The audio recordings and final full-text interview transcripts are housed at Special Collections & University Archives, Alexander Library, and made publicly available to researchers through our website.

In 1997, ROHA became one of the first oral history programs to deliver its material to a global audience through the Internet.  In the years since, our online digital archive has been recognized as a world-class oral history resource.  Each year, over 33,000 researchers visit our site, which today features over 1,200 fully-transcribed oral histories, nearly 50,000 pages of text. 

The prestigious Oral History Online index ranks the site number fifteen in its "Top 100" list, placing ROHA in the company of Columbia University, NASA and the Harry S. Truman and Lyndon B. Johnson Presidential Libraries.  In their book, World War II on the Web: A Guide to the Very Best Sites, historians J. Douglas Smith and Richard Jensen gave the website five out of five stars. They remarked, "The interviews are superb, by far the best available on the web, and contain a wealth of information that places the war within its broader historical context."

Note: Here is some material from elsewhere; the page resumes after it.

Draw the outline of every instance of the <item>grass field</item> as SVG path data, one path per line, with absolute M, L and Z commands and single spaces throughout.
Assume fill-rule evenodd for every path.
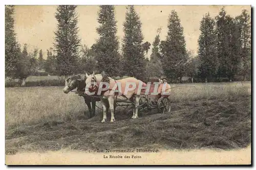
M 173 86 L 181 85 L 175 84 Z M 83 99 L 61 87 L 6 88 L 6 147 L 19 151 L 92 149 L 244 148 L 251 140 L 250 82 L 186 84 L 172 89 L 171 111 L 116 122 L 86 119 Z M 97 104 L 100 106 L 100 103 Z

ROHA's original emphasis on interviewing the generation that came of age during the Great Depression and World War II has resulted in many citations in works related to these events and the program's reputation as an unequaled oral history resource on the World War II era.  Stories shared with ROHA have appeared in exhibits at the Smithsonian, on History Channel documentaries and in the pages of newspapers and Pulitzer-Prize winning books and are used to educate students from K-12 through graduate levels. 

Reaching out to new pools of interviewees, ROHA has emerged as a notable resource on: The Korean War, Cold War, Vietnam War and recent conflicts; The Civil Rights & Women's Rights Movements; Immigration History; Educational History; Rutgers History; The Economic, Social and Cultural History of New Jersey and the United States in the 20th and 21st Centuries.

Many ROHA projects involve partnerships. Since 2018, ROHA has collaborated with faculty in the Departments of History and Latino and Caribbean Studies to collect the oral histories of Latinx individuals in communities throughout New Jersey. This led to a collaboration with the Voces Oral History Center at the University of Texas at Austin and its "Voces of a Pandemic" project. Over the same period, ROHA has worked with researchers at the Scarlet and Black, Black Voices and the Black Camden initiatives to conduct interviews of African American alumni, activists and community members.

ROHA moved quickly to document the impact of the pandemic on New Jersey and its people. The ROHA website now features relevant interview collections of people in Rutgers and New Jersey communities, notably those who have been disproportionately affected by the virus and recession. ROHA has supported the interviews Dr. Paul Clemens and Dr. Johanna Schoen have conducted on the pandemic's impact. ROHA and noted documentarian Jody Small have also partnered on a pandemic-focused video interview collection and documentary.